N’est-ce pas un progrès de l’égalité?
Non, c’est une offensive de plus en faveur de l’indifférenciation des sexes. L’opération est idéologique: être une petite fille libérée, ce serait choisir le football plutôt que la danse. Il s’agit de convaincre chacun que le football est un sport aussi bien masculin que féminin et que s’il ne l’est pas actuellement, ce n’est que par l’intériorisation de «préjugés sexistes» dont la société serait le funeste vecteur. C’est ce raisonnement qui est faux.
Le football est accordé au corps masculin, et c’est la raison pour laquelle les petits garçons s’y destinent, et y sont destinés, plus volontiers que les petites filles. Les activités physiques traditionnellement attribuées à chacun des deux sexes ne le sont pas de manière arbitraire. Cette répartition a un fondement naturel, elle s’accorde à la physionomie de chacun, elle s’inscrit dans la continuité du donné corporel.
Si les petites filles exercent la danse, c’est que celle-ci est l’école de la «grâce», et donc cultive et fortifie une disposition originelle. Si le football est majoritairement pratiqué par les petits garçons, c’est qu’il est à l’unisson de leur constitution. Ce qui n’exclut pas qu’un petit garçon manifeste la volonté d’apprendre la danse, et une petite fille de jouer au rugby, ce qu’on doit leur accorder, mais l’exception ne fait pas la règle. Le corps dicte sa loi à l’esprit, à la volonté, aux aspirations! C’est cela que les tenants du «genre», qui postulent que tout est construit, contestent.
Les propos d’Alain Finkielkraut sur la Coupe du monde féminine ont fait polémique…

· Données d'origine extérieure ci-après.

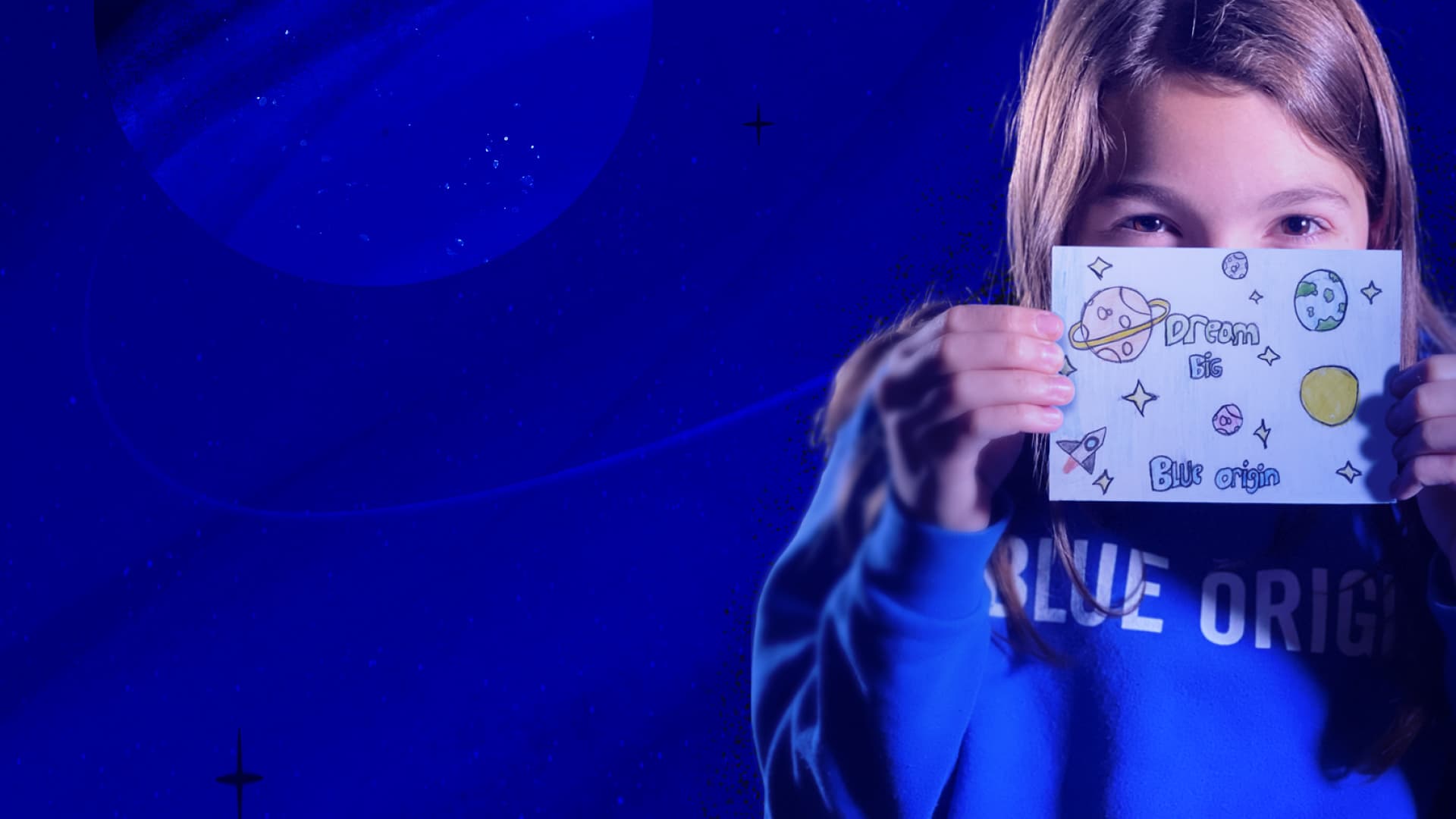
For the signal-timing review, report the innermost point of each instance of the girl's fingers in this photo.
(1424, 471)
(977, 390)
(990, 423)
(1429, 436)
(1430, 400)
(1430, 369)
(986, 318)
(959, 352)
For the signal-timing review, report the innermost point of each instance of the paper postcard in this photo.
(1226, 375)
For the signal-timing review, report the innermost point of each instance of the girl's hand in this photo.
(957, 400)
(1424, 420)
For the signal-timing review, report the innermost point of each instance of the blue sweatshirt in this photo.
(1250, 678)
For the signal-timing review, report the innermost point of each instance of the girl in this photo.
(938, 640)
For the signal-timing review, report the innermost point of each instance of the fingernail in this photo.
(1049, 325)
(1060, 388)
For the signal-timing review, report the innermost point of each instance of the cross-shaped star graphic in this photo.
(1141, 397)
(1263, 433)
(758, 123)
(239, 777)
(1370, 292)
(1348, 472)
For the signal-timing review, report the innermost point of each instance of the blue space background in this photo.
(424, 390)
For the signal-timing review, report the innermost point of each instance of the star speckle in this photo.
(1370, 292)
(1263, 433)
(1139, 397)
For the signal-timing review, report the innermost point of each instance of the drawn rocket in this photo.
(1082, 452)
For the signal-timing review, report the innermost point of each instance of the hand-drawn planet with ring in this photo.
(1117, 324)
(1320, 300)
(1237, 264)
(1329, 394)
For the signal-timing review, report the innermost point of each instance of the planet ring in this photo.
(1090, 343)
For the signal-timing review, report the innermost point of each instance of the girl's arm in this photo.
(864, 679)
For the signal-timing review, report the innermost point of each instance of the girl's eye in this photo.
(1301, 224)
(1147, 223)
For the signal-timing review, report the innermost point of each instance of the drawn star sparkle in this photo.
(1370, 292)
(1141, 397)
(1263, 433)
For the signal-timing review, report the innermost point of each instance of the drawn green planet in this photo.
(1320, 300)
(1329, 395)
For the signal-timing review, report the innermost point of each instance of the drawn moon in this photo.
(1329, 394)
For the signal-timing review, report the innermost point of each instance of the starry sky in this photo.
(441, 535)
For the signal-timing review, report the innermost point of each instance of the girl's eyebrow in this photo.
(1166, 199)
(1307, 194)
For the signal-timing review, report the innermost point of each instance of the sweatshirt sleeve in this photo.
(1440, 595)
(864, 678)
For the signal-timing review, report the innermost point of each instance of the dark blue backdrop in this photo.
(447, 537)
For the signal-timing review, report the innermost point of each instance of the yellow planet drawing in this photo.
(1329, 394)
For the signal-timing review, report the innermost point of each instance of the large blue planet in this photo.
(376, 145)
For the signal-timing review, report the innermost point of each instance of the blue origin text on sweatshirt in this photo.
(1253, 672)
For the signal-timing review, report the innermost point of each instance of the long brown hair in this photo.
(1323, 61)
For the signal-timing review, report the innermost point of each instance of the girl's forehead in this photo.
(1181, 130)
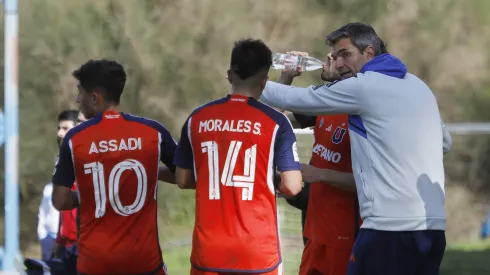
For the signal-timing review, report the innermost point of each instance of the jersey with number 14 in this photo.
(234, 145)
(115, 158)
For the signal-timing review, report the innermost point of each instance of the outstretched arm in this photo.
(338, 179)
(184, 160)
(342, 97)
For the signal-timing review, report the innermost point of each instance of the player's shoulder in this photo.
(80, 128)
(144, 121)
(278, 117)
(209, 105)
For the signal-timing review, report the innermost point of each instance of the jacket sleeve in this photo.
(342, 97)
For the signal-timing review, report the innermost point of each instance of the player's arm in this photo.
(342, 97)
(287, 160)
(447, 141)
(338, 179)
(63, 177)
(167, 152)
(184, 160)
(297, 120)
(41, 228)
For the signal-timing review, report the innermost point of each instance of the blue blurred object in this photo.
(485, 228)
(2, 135)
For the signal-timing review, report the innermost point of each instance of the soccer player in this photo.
(397, 152)
(332, 219)
(49, 217)
(66, 248)
(115, 159)
(228, 151)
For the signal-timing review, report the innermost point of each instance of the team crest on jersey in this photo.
(338, 135)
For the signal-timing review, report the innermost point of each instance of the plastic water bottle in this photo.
(281, 61)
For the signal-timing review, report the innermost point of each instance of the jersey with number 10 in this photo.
(234, 145)
(115, 158)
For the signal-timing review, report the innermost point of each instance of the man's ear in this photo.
(228, 76)
(97, 97)
(370, 52)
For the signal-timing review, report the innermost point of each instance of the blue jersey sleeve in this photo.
(286, 151)
(167, 149)
(64, 172)
(184, 157)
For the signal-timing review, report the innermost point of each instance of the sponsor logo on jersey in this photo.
(112, 116)
(326, 153)
(338, 135)
(295, 152)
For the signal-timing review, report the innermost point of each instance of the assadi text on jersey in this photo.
(113, 145)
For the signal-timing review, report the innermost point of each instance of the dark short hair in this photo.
(71, 115)
(361, 36)
(106, 75)
(250, 57)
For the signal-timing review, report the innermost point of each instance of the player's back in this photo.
(233, 140)
(116, 158)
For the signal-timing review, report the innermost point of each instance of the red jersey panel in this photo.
(67, 231)
(115, 159)
(234, 145)
(333, 214)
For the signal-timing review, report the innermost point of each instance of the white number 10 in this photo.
(97, 171)
(228, 178)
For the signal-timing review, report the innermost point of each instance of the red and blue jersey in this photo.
(114, 158)
(234, 146)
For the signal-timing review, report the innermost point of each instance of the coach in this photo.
(397, 152)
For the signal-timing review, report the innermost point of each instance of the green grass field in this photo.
(460, 259)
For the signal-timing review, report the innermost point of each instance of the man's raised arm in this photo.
(343, 97)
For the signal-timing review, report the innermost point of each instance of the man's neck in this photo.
(245, 92)
(112, 108)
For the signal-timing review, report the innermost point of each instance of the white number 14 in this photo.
(228, 178)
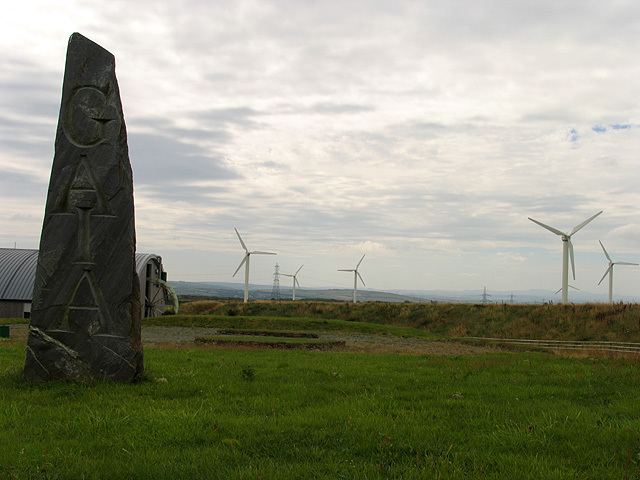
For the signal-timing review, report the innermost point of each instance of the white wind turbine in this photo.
(245, 261)
(570, 286)
(610, 271)
(567, 249)
(295, 280)
(356, 274)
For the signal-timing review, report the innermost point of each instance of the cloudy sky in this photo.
(420, 133)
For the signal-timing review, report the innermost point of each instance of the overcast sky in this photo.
(420, 133)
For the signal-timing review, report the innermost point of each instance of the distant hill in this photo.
(263, 292)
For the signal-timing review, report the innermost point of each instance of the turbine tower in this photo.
(485, 295)
(610, 271)
(570, 286)
(567, 250)
(295, 281)
(245, 262)
(356, 274)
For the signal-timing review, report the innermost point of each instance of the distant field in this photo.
(229, 414)
(619, 322)
(246, 322)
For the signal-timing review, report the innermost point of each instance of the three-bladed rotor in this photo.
(567, 251)
(245, 262)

Je suis fort reconnaissante à Alain Finkielkraut d’avoir osé briser ce grand concert d’unanimité. J’en ai éprouvé du soulagement tant je me sentais isolée. Alain Finkielkraut ne réclamait qu’une chose: le droit à l’indifférence, le droit de n’être pas intéressé par la Coupe du monde de football féminin. Pressé de se justifier, il a défendu son attachement à la féminité, une féminité que le football n’exalte pas, argue-t-il - ce qu’on ne peut que lui concéder.

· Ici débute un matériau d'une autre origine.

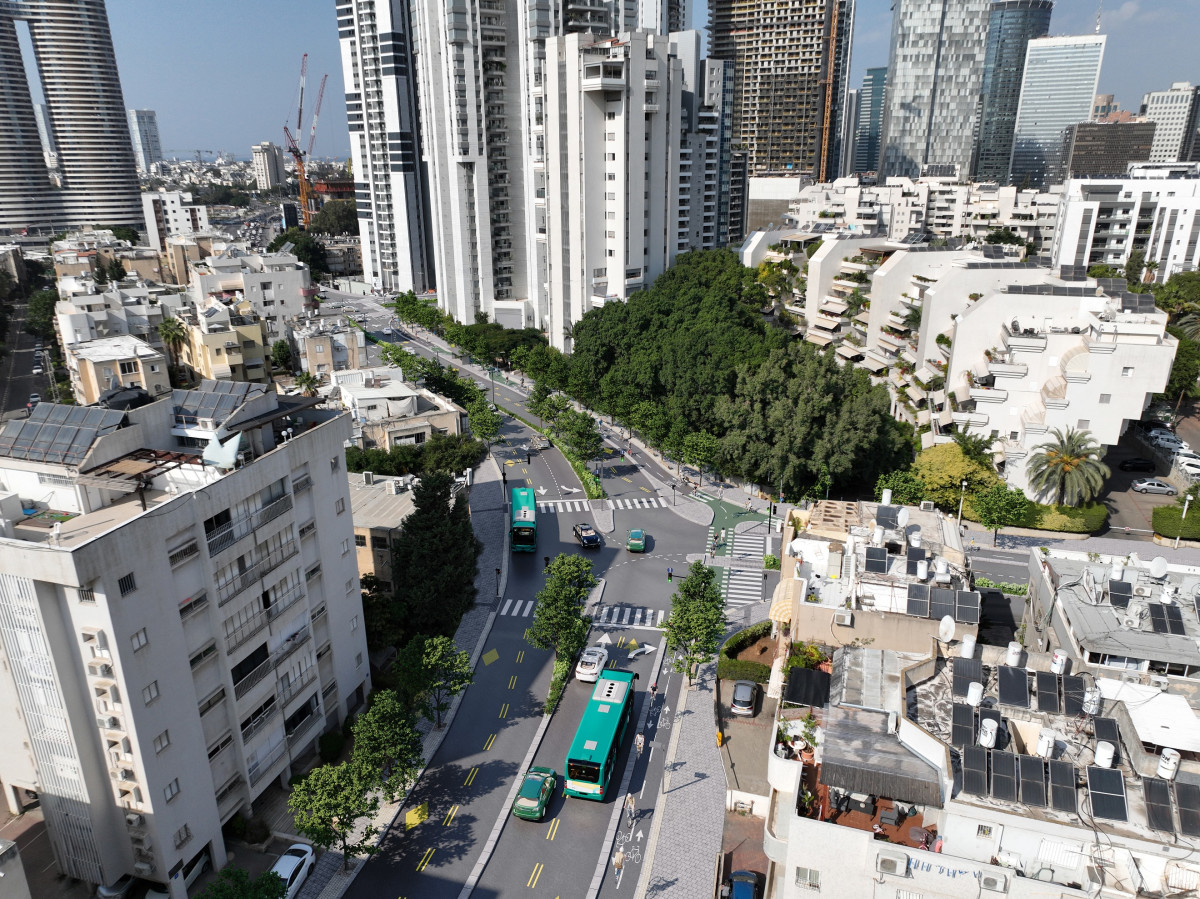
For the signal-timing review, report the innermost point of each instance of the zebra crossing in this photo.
(581, 505)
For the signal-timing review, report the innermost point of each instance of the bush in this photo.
(737, 670)
(330, 745)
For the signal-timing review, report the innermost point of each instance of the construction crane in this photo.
(298, 155)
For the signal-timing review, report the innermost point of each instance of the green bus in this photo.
(525, 525)
(592, 759)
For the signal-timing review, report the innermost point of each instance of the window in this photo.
(808, 879)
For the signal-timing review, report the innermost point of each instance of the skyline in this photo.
(199, 93)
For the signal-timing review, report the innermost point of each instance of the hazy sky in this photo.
(225, 75)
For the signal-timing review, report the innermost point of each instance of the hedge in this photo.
(1169, 521)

L’accusation est tombée sur les réseaux sociaux et dans les médias: l’auteur de La Sagesse de l’amourest jugé coupable de «dérapages sexistes». «Sexiste» doit nous retenir. C’est un véritable piège! Sous couvert de lutter contre les inégalités, ce petit vocable, forgé sur le modèle du mot racisme, vise à criminaliser toute pensée et toute perception de la différence des sexes. Et de fait, Alain Finkielkraut a la faiblesse d’être sensible aux charmes féminins et de se risquer à le dire haut et fort.
Le «sexisme» ne reculera-t-il pas quand on pourra critiquer le football féminin aussi bien que le football masculin?

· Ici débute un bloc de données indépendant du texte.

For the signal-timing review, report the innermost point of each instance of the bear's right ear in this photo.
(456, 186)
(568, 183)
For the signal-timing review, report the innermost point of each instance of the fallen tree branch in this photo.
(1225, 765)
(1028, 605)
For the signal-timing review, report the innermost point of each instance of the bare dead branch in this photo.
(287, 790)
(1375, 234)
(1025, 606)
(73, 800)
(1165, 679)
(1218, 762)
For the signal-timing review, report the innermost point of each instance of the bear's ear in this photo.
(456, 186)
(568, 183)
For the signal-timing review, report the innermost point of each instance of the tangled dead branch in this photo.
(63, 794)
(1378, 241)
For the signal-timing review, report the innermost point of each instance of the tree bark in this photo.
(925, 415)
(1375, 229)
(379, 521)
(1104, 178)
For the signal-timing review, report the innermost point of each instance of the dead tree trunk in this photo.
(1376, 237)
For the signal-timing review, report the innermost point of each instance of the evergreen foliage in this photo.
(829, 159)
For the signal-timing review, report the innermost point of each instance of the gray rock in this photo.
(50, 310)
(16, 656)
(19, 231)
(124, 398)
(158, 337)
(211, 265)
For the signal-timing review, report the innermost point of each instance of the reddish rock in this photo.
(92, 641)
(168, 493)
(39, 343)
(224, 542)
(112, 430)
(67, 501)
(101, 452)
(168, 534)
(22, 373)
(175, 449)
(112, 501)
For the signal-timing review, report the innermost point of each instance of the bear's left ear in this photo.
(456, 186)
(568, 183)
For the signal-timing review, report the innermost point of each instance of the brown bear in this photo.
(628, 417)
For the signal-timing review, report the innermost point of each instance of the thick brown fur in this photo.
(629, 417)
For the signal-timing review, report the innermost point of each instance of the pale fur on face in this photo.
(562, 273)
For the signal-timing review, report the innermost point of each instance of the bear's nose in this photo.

Permettez-moi de ne pas souscrire à l’implicite de votre question, le sexisme n’est pas un fléau en France. Et l’attachement à la différence des sexes n’est pas synonyme de traitement inégalitaire. Considérer que l’homme et la femme ne sont pas interchangeables ne signifie pas qu’on les hiérarchise, qu’on ennoblisse l’un et avilisse l’autre. Ce qu’il nous faut souhaiter, c’est le jour où le football, masculin comme féminin, sera remis à sa place, celui du divertissement, et je le dis sans mépris.